UKI2S announced in August the successful exit of its portfolio company Quethera. Acquired by Japanese pharma giant Astellas for up to £85 million, the deal sees Quethera’s novel ophthalmic treatment program continue under the new parent. How did this successful exit come about in under three years since first raising funds?
Quethera was founded by Dr Peter Widdowson and Prof. Keith Martin from the University of Cambridge. UKI2S joined as a founding investor with initial seed funding. This was followed with additional funds as the company developed their proprietary gene therapy technology. UKI2S was joined with co-investment from Cambridge Enterprise and Parkwalk.
UKI2S is a hands-on investor and its investment director Oliver Sexton, who has previously worked with the gene therapy company Ark Therapeutics, oversaw the investment. He remained involved with Quethera post-investment, being active on the board and appointing additional board members to support the work of the founder.
“When Quethera started, it was an idea and we had to secure intellectual property on those ideas,” Dr Peter Widdowson, CEO of Quethera, explains. “From our point of view, UKI2S was critical. Oliver has been like a fourth member of the team. He picked up on my ideas right at the start and had the foresight to see the potential.”
When Quethera reached the end of their seed funding, non-dilutive grant support from the Wellcome Trust and the Medical Research Council was crucial for keeping the company going. UKI2S also stepped in with further financial support in the form of convertible loans, allowing Quethera to continue their work. UKI2S investment enabled the company to show strong results in vitro and in vivo, taking the therapeutic towards the clinic.
UKI2S is a patient and engaged investor with a healthy appetite for risk. The fund works with high risk, big ideas like Quethera’s gene therapy technology. UKI2S helps build and develop the team, introducing new investment and investors, board members and management for each stage of growth. Oliver explains from the UKI2S side, “We invest via equity and loans. We founded Quethera with an equity investment, then provided two convertible loans to provide some more cash whilst the company conducted its Series A raise.”
As a marathon Series A funding round loomed, Quethera reached a fork in the road.
Peter, a veteran of major pharma companies including Pfizer, AstraZeneca and OSI Pharmaceuticals, knows the dangers of taking therapeutics to clinical trials. UKI2S helped Quethera arrange talks with potential investors, though it seemed a rocky road. Peter recalls difficulties in the negotiations where he relied heavily on UKI2S as an advisor. During negotiations, another option emerged.

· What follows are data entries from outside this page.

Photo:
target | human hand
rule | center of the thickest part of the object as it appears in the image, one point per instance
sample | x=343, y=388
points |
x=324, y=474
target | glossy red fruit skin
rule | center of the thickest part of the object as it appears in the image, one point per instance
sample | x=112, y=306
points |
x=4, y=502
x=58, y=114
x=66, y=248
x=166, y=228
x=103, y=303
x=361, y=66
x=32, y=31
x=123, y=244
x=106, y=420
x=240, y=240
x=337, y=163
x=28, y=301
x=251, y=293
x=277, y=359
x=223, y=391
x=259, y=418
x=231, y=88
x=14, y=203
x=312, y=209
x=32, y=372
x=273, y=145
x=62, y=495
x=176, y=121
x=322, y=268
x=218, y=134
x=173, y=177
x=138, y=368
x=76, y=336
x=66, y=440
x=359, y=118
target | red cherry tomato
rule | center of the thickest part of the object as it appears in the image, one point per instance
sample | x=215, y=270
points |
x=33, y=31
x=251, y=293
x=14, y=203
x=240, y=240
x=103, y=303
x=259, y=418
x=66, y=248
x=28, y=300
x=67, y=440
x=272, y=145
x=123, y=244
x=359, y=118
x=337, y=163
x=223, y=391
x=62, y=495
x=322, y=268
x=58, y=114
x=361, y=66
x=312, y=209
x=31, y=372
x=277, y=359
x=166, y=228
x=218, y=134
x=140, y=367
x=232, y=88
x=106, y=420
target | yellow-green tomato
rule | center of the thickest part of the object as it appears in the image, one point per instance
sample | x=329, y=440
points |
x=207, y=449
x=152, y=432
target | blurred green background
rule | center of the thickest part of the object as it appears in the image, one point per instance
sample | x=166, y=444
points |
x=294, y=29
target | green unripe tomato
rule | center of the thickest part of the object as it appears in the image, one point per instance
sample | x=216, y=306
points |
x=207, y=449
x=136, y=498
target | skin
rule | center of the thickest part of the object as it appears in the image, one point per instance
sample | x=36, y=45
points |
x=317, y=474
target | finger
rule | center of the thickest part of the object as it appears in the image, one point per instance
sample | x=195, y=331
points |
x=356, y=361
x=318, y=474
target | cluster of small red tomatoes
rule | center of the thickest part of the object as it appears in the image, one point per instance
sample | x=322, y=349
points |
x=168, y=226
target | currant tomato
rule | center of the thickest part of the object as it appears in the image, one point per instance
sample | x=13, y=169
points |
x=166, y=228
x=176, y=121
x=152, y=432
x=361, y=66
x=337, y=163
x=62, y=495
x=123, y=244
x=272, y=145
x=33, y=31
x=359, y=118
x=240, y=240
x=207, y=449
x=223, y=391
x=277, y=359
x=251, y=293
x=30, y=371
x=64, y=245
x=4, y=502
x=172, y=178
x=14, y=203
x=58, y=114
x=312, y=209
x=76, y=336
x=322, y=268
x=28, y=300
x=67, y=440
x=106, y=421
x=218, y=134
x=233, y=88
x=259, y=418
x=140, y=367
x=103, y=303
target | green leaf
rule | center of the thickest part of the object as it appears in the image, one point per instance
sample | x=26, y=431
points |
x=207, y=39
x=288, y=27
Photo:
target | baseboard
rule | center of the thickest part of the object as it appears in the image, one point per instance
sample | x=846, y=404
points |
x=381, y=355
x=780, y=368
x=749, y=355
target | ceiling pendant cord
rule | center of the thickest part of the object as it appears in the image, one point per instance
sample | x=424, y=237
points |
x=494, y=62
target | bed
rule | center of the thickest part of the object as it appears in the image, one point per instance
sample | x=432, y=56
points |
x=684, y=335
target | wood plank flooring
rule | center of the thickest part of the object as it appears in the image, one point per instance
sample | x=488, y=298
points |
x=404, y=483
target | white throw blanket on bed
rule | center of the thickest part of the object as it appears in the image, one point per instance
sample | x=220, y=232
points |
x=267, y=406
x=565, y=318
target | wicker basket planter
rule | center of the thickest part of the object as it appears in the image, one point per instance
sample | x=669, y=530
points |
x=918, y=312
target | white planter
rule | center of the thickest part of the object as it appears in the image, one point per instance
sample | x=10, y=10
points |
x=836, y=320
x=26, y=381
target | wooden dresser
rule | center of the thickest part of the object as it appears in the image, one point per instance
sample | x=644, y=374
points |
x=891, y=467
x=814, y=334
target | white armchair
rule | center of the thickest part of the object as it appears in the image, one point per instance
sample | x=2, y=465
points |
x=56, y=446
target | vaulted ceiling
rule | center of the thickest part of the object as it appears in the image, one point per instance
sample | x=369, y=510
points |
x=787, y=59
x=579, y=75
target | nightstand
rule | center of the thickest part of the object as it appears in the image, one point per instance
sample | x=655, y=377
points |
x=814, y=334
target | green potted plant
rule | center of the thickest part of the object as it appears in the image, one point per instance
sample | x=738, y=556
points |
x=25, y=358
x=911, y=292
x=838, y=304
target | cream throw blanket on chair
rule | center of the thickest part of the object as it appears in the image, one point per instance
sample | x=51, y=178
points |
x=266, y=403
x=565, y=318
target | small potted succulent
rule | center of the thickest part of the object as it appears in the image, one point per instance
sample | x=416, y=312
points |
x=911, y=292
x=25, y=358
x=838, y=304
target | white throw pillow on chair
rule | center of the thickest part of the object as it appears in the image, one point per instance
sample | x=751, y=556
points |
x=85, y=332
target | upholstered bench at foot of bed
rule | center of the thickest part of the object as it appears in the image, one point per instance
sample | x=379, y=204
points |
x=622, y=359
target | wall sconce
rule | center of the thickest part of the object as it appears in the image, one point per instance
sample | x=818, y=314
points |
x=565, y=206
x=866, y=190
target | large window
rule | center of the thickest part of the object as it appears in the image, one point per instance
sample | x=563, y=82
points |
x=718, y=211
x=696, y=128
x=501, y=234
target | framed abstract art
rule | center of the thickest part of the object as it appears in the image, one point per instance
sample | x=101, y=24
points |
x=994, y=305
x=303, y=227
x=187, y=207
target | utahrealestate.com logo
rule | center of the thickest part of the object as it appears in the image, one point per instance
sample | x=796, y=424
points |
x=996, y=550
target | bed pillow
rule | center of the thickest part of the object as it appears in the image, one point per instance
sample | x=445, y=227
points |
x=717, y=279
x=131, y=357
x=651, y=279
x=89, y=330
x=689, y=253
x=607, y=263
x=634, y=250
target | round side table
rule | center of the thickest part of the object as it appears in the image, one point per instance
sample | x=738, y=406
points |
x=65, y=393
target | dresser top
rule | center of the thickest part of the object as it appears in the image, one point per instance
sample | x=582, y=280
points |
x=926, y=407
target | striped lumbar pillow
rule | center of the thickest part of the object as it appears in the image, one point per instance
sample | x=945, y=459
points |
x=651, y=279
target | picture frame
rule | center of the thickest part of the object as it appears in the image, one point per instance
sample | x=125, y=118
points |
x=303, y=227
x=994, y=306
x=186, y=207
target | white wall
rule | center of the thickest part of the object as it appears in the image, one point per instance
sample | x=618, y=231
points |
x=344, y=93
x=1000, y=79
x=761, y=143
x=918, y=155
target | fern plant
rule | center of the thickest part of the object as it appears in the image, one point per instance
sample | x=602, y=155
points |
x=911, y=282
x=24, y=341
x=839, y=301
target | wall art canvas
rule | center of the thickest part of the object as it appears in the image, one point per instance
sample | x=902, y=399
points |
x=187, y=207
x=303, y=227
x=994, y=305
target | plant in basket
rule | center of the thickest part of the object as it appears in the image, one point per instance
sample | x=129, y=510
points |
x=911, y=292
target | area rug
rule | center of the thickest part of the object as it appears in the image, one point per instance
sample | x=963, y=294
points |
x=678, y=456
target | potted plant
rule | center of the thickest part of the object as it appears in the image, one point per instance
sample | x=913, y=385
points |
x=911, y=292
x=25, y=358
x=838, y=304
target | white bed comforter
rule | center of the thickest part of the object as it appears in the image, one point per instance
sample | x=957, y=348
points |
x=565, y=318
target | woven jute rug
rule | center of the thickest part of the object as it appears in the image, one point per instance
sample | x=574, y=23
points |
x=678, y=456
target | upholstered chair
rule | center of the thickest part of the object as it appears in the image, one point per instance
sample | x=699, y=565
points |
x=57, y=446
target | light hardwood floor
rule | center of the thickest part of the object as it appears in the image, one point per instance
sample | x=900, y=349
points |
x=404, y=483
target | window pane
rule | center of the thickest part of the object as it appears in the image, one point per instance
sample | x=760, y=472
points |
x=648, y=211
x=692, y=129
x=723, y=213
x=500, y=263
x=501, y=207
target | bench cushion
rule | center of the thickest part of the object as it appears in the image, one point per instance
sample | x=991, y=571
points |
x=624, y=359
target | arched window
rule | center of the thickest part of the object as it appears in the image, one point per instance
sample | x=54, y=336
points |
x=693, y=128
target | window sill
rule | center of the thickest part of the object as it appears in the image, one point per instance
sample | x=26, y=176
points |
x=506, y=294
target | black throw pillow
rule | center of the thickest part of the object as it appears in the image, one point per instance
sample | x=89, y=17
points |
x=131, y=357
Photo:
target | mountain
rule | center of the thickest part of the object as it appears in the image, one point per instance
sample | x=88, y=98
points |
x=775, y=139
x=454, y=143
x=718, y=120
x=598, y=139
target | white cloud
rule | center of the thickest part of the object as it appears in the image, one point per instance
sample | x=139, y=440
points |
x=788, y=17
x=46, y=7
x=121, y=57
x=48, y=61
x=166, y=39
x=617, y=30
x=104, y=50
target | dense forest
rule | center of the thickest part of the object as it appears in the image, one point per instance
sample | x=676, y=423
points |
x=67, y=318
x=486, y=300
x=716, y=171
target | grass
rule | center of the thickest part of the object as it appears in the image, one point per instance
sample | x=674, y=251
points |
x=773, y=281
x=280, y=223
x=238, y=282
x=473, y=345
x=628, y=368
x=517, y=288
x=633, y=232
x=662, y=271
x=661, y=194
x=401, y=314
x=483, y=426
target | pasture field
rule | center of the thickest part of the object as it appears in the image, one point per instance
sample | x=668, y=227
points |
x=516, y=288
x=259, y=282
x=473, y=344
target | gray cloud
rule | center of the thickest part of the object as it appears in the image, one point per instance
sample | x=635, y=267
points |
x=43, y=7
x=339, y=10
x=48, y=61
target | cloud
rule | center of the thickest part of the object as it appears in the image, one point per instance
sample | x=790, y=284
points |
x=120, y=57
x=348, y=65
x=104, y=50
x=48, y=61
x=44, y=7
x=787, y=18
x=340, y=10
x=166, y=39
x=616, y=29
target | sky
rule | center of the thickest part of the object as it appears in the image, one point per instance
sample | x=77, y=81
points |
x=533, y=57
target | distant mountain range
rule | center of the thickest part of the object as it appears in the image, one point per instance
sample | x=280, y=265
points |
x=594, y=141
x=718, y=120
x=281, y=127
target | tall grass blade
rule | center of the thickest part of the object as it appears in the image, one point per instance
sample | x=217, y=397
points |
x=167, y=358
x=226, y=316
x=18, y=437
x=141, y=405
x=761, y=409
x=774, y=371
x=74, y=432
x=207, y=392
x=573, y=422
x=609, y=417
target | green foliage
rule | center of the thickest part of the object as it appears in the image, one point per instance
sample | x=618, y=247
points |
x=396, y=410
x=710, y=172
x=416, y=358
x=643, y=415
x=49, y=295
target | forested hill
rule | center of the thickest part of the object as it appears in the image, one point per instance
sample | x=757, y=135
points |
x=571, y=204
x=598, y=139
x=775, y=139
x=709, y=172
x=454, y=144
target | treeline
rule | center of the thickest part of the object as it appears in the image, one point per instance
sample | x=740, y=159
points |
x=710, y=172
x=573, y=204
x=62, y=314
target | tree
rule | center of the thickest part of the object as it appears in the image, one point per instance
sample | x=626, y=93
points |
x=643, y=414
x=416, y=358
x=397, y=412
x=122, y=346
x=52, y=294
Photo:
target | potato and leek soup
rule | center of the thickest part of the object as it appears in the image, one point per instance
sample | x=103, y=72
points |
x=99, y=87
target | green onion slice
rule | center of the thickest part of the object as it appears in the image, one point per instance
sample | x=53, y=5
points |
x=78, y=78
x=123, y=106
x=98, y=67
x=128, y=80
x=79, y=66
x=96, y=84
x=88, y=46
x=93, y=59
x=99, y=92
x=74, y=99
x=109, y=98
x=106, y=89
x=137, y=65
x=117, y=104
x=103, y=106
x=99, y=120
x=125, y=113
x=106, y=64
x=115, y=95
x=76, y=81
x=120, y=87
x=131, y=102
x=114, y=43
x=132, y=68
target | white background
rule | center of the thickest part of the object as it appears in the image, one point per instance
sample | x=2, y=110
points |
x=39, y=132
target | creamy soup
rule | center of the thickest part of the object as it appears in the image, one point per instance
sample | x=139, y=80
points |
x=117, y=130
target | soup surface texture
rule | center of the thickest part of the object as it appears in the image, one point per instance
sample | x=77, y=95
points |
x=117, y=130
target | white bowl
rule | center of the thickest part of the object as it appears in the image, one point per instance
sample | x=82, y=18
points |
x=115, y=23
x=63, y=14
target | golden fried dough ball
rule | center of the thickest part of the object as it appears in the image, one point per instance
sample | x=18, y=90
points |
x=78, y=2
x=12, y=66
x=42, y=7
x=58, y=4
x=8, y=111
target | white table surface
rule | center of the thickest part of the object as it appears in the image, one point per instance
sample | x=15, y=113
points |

“Astellas approached me in June last year, with it wanting to licence the technology and acquire us, and I thought it was just too early,” Peter says. A year on, the timing seemed right to open up this discussion again.
“Going down the Astellas deal was my driving rather than going down a Series A. It meant that we could return investment to UKI2S and Cambridge Enterprise. If we went down the Series A, everything would be dependent on raising a lot more money.”
For the investors and founders, the acquisition secured strong strategic support and helps ensure Quethera’s novel therapy may one day treat a large unmet need. The acquisition came after the company showed very promising results with the seed investment, turning a concept into a reality. For both founders and investors, a sale at this stage in the R&D process manages the dilutive impact of a large series A raise.